Emperyalizmin Doğu Akdeniz’de iki temel hedefi vardır: Türksüz bir Kıbrıs ve Türkiye’siz bir Doğu Akdeniz istiyorlar… Çünkü bu coğrafya yalnızca bir enerji havzası değil, geleceğin güç dengelerini etkileyebilecek/belirleyebilecek jeopolitik bir merkezdir. Tarih boyunca bu bölgeye hâkim olan güç, dünyaya da hâkim olmuştur.

Doğu Akdeniz’in kalbinde yatan hidrokarbon rezervleri Türkiye’nin 572 yıllık, Avrupa’nın ise 30 yıllık enerji ihtiyacını karşılayabilecek seviyededir. İşte bu nedenle Doğu Akdeniz emperyalist güçlerin iştahını kabartmaktadır.

Güney Kıbrıs Rum Yönetimi (GKRY) üzerinden bu hidrokarbon rezervlerine çökmek isteyen emperyalist d/üzen, bu hedefe ulaşmak için önce Kıbrıs’taki Türk varlığını denklemden düşürmek adına çeşitli oyunlara başlamış, ardından ise Türkiye’yi bu denklemin dışına itmek üzerine oyunlar kurmaktır.

Bu büyük oyunun tam ortasında Türk Devletleri Teşkilatı (TDT) içerisindeki bazı hükümetlerin yıllardır KKTC’yi tanımazken GKRY ile diplomatik pozlar vermesi, daha da ileri giderek 12 milyon avro karşılığında Ada’da Türkiye’yi işgalci kabul etmeleri doğrudan Türk milletlerine karşı işlenmiş bir ihanet/emperyalizmin bu oyununa bir hizmettir. Bu gafletin karşılığı Türk’ün denizlerdeki hak ve menfaatlerinin by-pass edilmesi, Kıbrıs’taki Türk varlığının uluslararası konjonktürde hedef alınması/meşruluğunun sorgulanması ve “Mavi Vatan” doktrininin adım adım alan kaybetmesi/zemin kaybetmesi/kadük hâle getirilmesi emellerine hizmet etmektedir.

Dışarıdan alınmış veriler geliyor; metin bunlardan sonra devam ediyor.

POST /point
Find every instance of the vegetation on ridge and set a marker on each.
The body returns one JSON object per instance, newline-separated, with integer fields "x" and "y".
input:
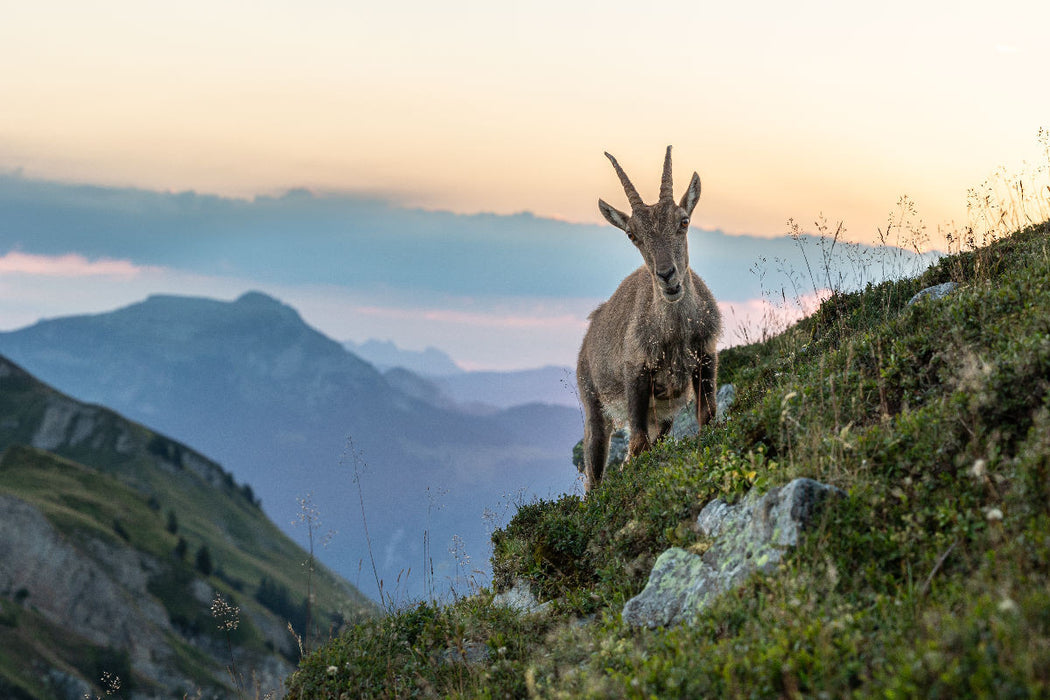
{"x": 930, "y": 579}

Vatan toprağı + vatan suyu = güncel misak-ı milli sınırlarımız

Mavi Vatan Doktrini, 462 bin km²’lik Türk deniz yetki alanlarını tanımlayan ve Türkiye’nin denizlerdeki misak-ı milli’sini gösteren bir doktrindir/haritadır. Bu haritadaki Türk deniz yetki alanları karasal misak-ı milli sınırlarımıza dâhildir. Yani vatan suyu vatan toprağı gibidir, vatan toprağına dahildir. Türkiye’nin emperyalizme verecek ne bir karış vatan toprağı ne de bir yudum vatan suyu vardır! Vatan toprağı + vatan suyu = güncel misak-ı milli sınırlarımızdır.

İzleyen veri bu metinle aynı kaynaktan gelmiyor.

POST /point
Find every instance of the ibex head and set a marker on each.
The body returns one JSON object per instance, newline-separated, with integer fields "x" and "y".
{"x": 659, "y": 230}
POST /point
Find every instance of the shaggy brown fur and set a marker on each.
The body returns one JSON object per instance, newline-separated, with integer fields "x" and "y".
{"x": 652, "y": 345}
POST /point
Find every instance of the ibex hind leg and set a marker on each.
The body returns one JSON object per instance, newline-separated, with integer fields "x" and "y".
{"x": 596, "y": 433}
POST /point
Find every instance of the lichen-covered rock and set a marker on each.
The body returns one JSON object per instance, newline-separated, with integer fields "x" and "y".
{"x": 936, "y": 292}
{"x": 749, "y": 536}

Mavi Vatan’ın yeni bir Master Plan’a ihtiyacı yoktur, harita bellidir!

TDT içerisindeki bazı üye devletlerin Türkiye’yi Kıbrıs Adası’nda işgalci kabul etmeleri ve karşılığında 12 milyon avro almalarını takiben DEHUKAM isimli bir merkez tarafından “Mavi Vatan’a Master Plan, Mavi Vatan derinleşiyor” gibi medya başlıklarıyla duyurulan bir Denizcilik Mekânsal Planlaması (DMP) haritası servis edilmiştir. Öncelikle Mavi Vatan’ın yeni bir master plana ihtiyacı yoktur, çünkü harita bellidir!

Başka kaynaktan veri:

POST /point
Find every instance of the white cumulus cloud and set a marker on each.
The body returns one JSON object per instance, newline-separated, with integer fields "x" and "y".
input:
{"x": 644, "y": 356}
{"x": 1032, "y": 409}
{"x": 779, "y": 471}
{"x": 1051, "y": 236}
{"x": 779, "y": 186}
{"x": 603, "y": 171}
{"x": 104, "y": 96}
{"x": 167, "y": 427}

DEHUKAM tarafından yayınlanan bu DMP, Libya-Türkiye MEB antlaşması öncesinde çizilmiş olan Mavi Vatan Haritası esinlenerek oluşturulmuştur. O nedenle haritada Libya-Türkiye MEB antlaşması sonrası aynı şekilde antlaşmanın simetrik olarak da uygulanabileceği düşünülerek yeniden çizilen ve Doğu Akdeniz’e eklemlendirilen yeni deniz yetki alanlarımız eksiktir. Bu da Türkiye’nin Doğu Akdeniz’de alan kaybetmesine, emperyalizme karşı milli hak ve menfaat kaybına ve uzun vadede Libya-Türkiye MEB antlaşmasının simetriğinde yer alan İsrail ile Filistin MEB antlaşması stratejilerinin önünü kapatabileceği gibi, mevcut Libya-Türkiye MEB antlaşmasının da kadük hâle gelmesine neden olabilecek stratejik bir hatadır.

Sonuç Yerine

TDT içerisinde yer alan bazı Türk Devletleri hükümetlerinin emperyalist planlara eklemlenerek Kıbrıs Adası’nda Türkiye’yi işgalci kabul etmeleri, Türk hak ve menfaatlerini Avrupa Komisyonu’na yalnızca 12 milyon Euro’ya pazarlamaları ne diplomasiyle ne stratejik ittifaklarla izah edilebilir bir durumdur. Bu durumun sindirilebilecek, hazmedilebilecek bir tarafı yoktur. Ve bu ihanet yalnızca KKTC’ye karşı değil, tüm bir Türk Dünyasına, Turan ülküsüne, Türk halklarının ortak hak ve menfaatlerine yönelik gerçekleşmiştir.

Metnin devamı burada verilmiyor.